In high risk situations, e.g. patients for elective orthopaedic or cardiovascular surgery, if screening shows MRSA carriage, decontamination with skin and nose treatment is recommended before surgery.

Infections
There is no specific 'MRSA disease', unlike tuberculosis, meningococcal meningitis or typhoid S. aureus infects a range of tissues and body systems giving general symptoms of infection that are common to infection with various different bacteria.

Wounds:- S. aureus/MRSA is the commonest cause of wound infection – either after accidental injury or surgery. This shows as a red, inflamed wound with yellow pus seeping from it. The wound may break down.
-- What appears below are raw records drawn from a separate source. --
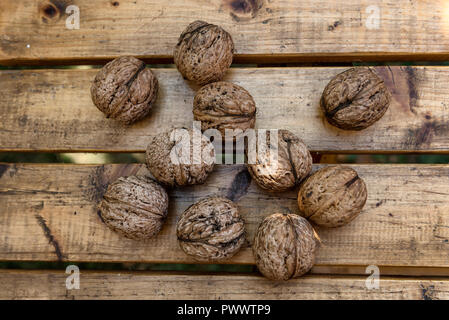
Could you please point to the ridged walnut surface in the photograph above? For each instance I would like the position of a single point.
(211, 230)
(293, 165)
(224, 105)
(355, 99)
(134, 206)
(204, 52)
(169, 161)
(125, 90)
(333, 196)
(284, 246)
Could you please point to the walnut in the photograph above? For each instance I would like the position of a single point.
(355, 99)
(284, 246)
(293, 164)
(125, 90)
(204, 52)
(333, 196)
(134, 206)
(224, 105)
(211, 230)
(180, 157)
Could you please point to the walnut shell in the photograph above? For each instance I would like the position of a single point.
(125, 90)
(284, 246)
(355, 99)
(134, 206)
(211, 230)
(204, 52)
(293, 165)
(333, 196)
(224, 105)
(180, 157)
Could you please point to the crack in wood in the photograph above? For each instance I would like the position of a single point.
(51, 239)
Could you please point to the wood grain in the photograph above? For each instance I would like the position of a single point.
(51, 110)
(161, 286)
(48, 213)
(35, 32)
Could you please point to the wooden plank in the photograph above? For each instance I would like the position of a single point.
(48, 213)
(161, 286)
(51, 110)
(284, 30)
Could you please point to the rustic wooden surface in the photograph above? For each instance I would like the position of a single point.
(161, 286)
(35, 31)
(48, 213)
(51, 110)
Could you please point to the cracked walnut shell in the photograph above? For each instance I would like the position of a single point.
(355, 99)
(211, 230)
(223, 105)
(294, 162)
(180, 157)
(134, 206)
(125, 90)
(333, 196)
(204, 52)
(285, 246)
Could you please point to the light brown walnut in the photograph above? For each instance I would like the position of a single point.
(180, 157)
(125, 90)
(204, 52)
(211, 230)
(333, 196)
(285, 246)
(223, 105)
(135, 207)
(294, 163)
(355, 99)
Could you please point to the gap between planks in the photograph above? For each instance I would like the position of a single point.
(143, 285)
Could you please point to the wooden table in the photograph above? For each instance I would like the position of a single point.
(48, 211)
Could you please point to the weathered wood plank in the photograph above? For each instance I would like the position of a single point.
(35, 31)
(48, 212)
(51, 110)
(161, 286)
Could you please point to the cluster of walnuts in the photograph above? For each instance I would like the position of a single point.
(212, 229)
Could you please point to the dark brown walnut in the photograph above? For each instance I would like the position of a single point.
(204, 52)
(355, 99)
(285, 246)
(211, 230)
(333, 196)
(134, 206)
(224, 105)
(125, 90)
(293, 164)
(180, 157)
A wound abscess may develop.

Intravenous line infections:- MRSA may infect the entry site of an intravenous line causing local inflammation and pus and tracking into the blood stream to cause a bacteraemia (blood stream infection).
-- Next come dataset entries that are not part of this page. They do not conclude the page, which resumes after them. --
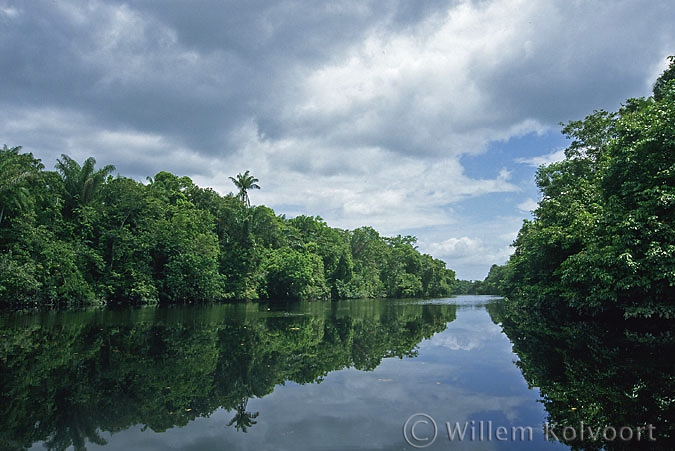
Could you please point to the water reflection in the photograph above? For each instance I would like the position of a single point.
(66, 377)
(341, 375)
(604, 377)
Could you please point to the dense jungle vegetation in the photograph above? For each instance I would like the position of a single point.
(602, 241)
(78, 235)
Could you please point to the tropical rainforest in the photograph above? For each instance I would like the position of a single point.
(602, 240)
(79, 236)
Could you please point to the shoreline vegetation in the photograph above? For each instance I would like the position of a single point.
(602, 240)
(78, 236)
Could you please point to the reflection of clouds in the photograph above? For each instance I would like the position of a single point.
(458, 343)
(353, 409)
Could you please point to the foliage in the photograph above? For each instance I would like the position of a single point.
(80, 236)
(599, 373)
(602, 239)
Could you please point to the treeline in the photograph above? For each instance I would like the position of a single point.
(602, 241)
(80, 235)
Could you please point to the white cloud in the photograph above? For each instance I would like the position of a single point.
(528, 205)
(553, 157)
(352, 112)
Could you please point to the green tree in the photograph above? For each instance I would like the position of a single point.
(81, 182)
(602, 237)
(245, 182)
(16, 170)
Superficial ulcers:- Pressure ulcers, varicose ulcers and diabetic ulcers (all due to poor blood supply and superficial skin damage) are often infected with MRSA. There is further tissue damage with extension of the ulcer. Infection may spread deeper.

Deep abscesses:- If MRSA (or any S. aureus) spreads from a local site into the blood stream it can lodge at various sites in the body (e.g. lungs, kidneys, bones, liver, spleen) and cause one or more deep abscesses distant from the original site. These present with pain, high fever, a high white cell count in the blood and signs of inflammation related to the site. The patient will be very unwell and may have rigors (shivers) and low blood pressure (shock). Over a period, the body enters a catabolic state with breakdown of tissue, loss of weight and failure of essential organs. This is usually linked with an associated septicaemia.

Lung infection:- MRSA/S.aureus is a rare cause of lung infection except in Intensive Care Units. There, the patient is on a ventilator with a tube in the trachea, bypassing the defences of the nose and throat. MRSA can gain entry to the lungs via the tube and cause pneumonia which may be fatal.

Bacteraemia/septicaemia:- MRSA/S.aureus gains entry to the normally sterile blood stream either from a local site of infection (wound, ulcer, abscess) or via an intravenous catheter. Bacteraemia describes the presence of MRSA/S. aureus in the blood. Septicaemia is a clinical description of severe illness caused by bacteria in the blood stream. The signs and symptoms are not specific to MRSA and are the same for many different bacteria that cause septicaemia: high fever; raised white cell count; rigors (shaking); disturbance of blood clotting with a tendency to bleed; failure of vital organs (kidneys, liver, heart). This is the form of MRSA infection that has the highest mortality; it can develop from localised infections and often affects debilitated patients.